Posted by Lotg on October 23, 2004
In Reply to: Re: Full circle? posted by Miri Barak on October 23, 2004
: : : : : : This is an old US phrase that often reemerges around election time. It is based on the strategy that whoever has been in power has been corrupted, and we should just throw them out and put in a new lot. Not a bad idea, generally!
: : : : : I've heard "vote the bum(s) out".
: : : : "Rascal" isn't much of an insult these days. I think that's a pretty old expression, from a time when being called a "rascal" must've been pretty bad.
: : : Right. It's late 19th C., early 20th.
: : I'm not so sure about it not being much of an insult. Although, in the case of 'rascal' it does sound almost endearing now.
: : But profanities are now uttered by many as just a normal part of daily conversation. Such that they no longer have the impact they might once have had. So we've almost reached a point where it's sometimes difficult to think of words strong enough and foul enough to describe things we find utterly reprehensible, distasteful or hateful.
: : I actually find that sometimes when trying to describe something that requires my utter disdain, that it can be more effective to employ 'old fashioned, hardly used nowadays' type words, particularly when dealing with teenagers. I find they're so blown away by words to which they're unaccustomed, that I can get more of a response or reaction out of them by using these 'old words', than if I use the current so-called profanities.

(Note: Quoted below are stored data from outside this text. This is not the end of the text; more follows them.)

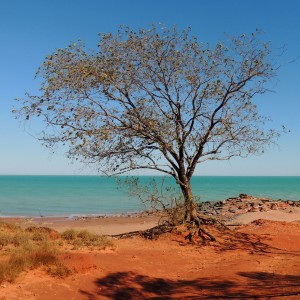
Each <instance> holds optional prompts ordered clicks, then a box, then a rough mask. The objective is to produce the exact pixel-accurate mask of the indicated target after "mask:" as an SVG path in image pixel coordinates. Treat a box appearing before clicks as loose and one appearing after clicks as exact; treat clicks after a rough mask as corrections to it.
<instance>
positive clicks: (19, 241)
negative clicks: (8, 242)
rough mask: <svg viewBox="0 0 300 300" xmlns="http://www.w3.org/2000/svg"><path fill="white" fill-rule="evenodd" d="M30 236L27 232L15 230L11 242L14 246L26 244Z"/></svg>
mask: <svg viewBox="0 0 300 300" xmlns="http://www.w3.org/2000/svg"><path fill="white" fill-rule="evenodd" d="M30 238H31V236H30V234H29V233H27V232H24V231H21V232H17V233H16V234H15V235H14V236H13V238H12V243H13V244H14V245H15V246H21V245H26V244H28V243H29V241H30Z"/></svg>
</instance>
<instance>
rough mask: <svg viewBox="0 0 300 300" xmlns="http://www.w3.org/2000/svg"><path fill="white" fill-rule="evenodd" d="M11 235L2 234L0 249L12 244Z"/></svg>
mask: <svg viewBox="0 0 300 300" xmlns="http://www.w3.org/2000/svg"><path fill="white" fill-rule="evenodd" d="M11 240H12V238H11V235H9V234H7V233H1V232H0V249H1V248H3V247H5V246H7V245H8V244H10V243H11Z"/></svg>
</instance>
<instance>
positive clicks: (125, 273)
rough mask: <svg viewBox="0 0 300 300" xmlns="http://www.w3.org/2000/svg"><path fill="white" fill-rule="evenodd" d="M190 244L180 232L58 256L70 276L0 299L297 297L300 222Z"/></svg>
mask: <svg viewBox="0 0 300 300" xmlns="http://www.w3.org/2000/svg"><path fill="white" fill-rule="evenodd" d="M212 232H213V234H215V236H216V237H217V238H218V242H216V243H210V244H208V245H204V246H203V245H202V246H200V245H192V244H190V243H188V242H187V241H186V240H185V239H184V234H183V233H177V234H175V233H172V234H166V235H164V236H161V237H160V238H159V239H157V240H145V239H142V238H127V239H119V240H115V245H116V249H115V250H106V251H101V252H99V251H93V252H90V251H71V252H69V253H67V254H65V255H63V260H64V261H65V263H66V264H67V265H68V266H69V267H70V268H72V269H73V271H74V273H73V275H71V276H70V277H68V278H66V279H59V278H53V277H50V276H49V275H47V274H45V272H44V271H43V270H31V271H29V272H27V273H25V274H23V275H22V276H21V277H19V278H18V279H17V281H16V282H15V283H13V284H11V283H4V284H2V285H1V286H0V299H1V300H9V299H39V300H46V299H49V300H50V299H51V300H52V299H55V300H56V299H57V300H58V299H120V300H122V299H126V300H127V299H231V298H233V299H300V221H293V222H289V223H288V222H282V221H272V220H268V221H267V220H258V221H254V222H252V223H250V224H248V225H242V226H239V227H235V228H234V229H232V230H230V231H225V232H223V233H220V232H217V231H214V230H212Z"/></svg>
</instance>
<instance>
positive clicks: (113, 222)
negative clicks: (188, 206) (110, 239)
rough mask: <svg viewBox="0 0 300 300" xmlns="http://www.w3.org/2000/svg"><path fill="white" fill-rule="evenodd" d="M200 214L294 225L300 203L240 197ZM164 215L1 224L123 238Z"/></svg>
mask: <svg viewBox="0 0 300 300" xmlns="http://www.w3.org/2000/svg"><path fill="white" fill-rule="evenodd" d="M199 210H200V212H201V213H203V214H205V215H207V216H212V217H215V218H217V219H219V220H220V221H222V222H223V223H224V224H227V225H228V226H238V225H243V224H248V223H251V222H253V221H254V220H257V219H266V220H272V221H284V222H293V221H300V201H286V200H284V201H283V200H281V201H280V200H271V199H266V198H255V197H252V196H249V195H244V194H240V195H239V197H235V198H228V199H226V200H224V201H219V202H215V203H212V202H204V203H202V204H201V206H200V207H199ZM162 217H163V214H162V213H161V212H151V211H143V212H135V213H123V214H117V215H88V214H85V215H73V216H72V217H70V216H40V217H32V216H31V217H2V216H1V217H0V221H1V220H4V221H5V222H9V223H14V224H16V225H19V226H21V227H23V228H27V227H31V226H42V227H49V228H52V229H54V230H57V231H58V232H63V231H64V230H67V229H70V228H73V229H76V230H88V231H91V232H93V233H97V234H101V235H115V234H123V233H127V232H131V231H136V230H147V229H149V228H151V227H154V226H156V225H158V223H159V221H160V219H161V218H162Z"/></svg>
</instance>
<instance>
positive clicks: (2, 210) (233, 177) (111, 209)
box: [0, 176, 300, 216]
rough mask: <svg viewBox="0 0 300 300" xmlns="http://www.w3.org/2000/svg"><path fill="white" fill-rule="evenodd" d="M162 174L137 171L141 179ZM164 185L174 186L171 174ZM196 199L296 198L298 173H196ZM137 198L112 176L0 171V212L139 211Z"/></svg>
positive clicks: (287, 198) (137, 199)
mask: <svg viewBox="0 0 300 300" xmlns="http://www.w3.org/2000/svg"><path fill="white" fill-rule="evenodd" d="M153 179H155V180H157V181H158V182H161V181H162V177H151V176H142V177H140V180H141V182H142V183H144V184H148V185H149V184H150V182H152V180H153ZM164 180H165V183H166V184H167V185H173V186H176V185H175V184H174V183H173V180H172V178H165V179H164ZM192 186H193V190H194V194H195V195H197V196H201V200H202V201H217V200H224V199H226V198H228V197H233V196H237V195H239V194H240V193H246V194H250V195H253V196H261V197H268V198H272V199H285V200H300V176H298V177H218V176H201V177H200V176H199V177H194V178H193V180H192ZM144 208H145V207H144V206H143V205H142V204H141V203H140V201H139V200H138V199H136V198H135V197H133V196H132V195H129V194H128V193H127V192H126V191H125V190H124V189H122V188H120V186H119V184H118V183H117V182H116V180H115V179H114V178H107V177H101V176H0V216H39V215H44V216H57V215H61V216H72V215H86V214H97V215H99V214H120V213H127V212H135V211H141V210H143V209H144Z"/></svg>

: Interesting approach, but do they understand you?
: In my country words are very powerful (they propeled a murder of a Prime Minister).Bad words have power, words such as: traitor. I think some of them derived from the bible and religion.
Yes they usually understand me (although not always). I find that simply the impact of me using words they don't usually use seems to have an effect. But please don't think this is a miracle. It usually just makes them stop briefly to think about it, doesn't mean they suddenly change their ways.
As for the power of words in your country - I hadn't thought about it before, but in my very limited experience in middle eastern countries, and my greater experience with friends in this country who were originally from middle eastern countries, I noticed the same thing. They don't seem to 'swear' in a way that I would call swearing - they seem to use 'old' words to convey their very strong feelings. I'd even go so far as to say that to my mind, there is more poetry in the way my friends from Egypt, Syria, Lebanon, Israel and Turkey speak. I wonder why it is, that we have predominantly lost that? It's as though our language has gone the way of McDonalds. Cheap, fast, and lacking in culture.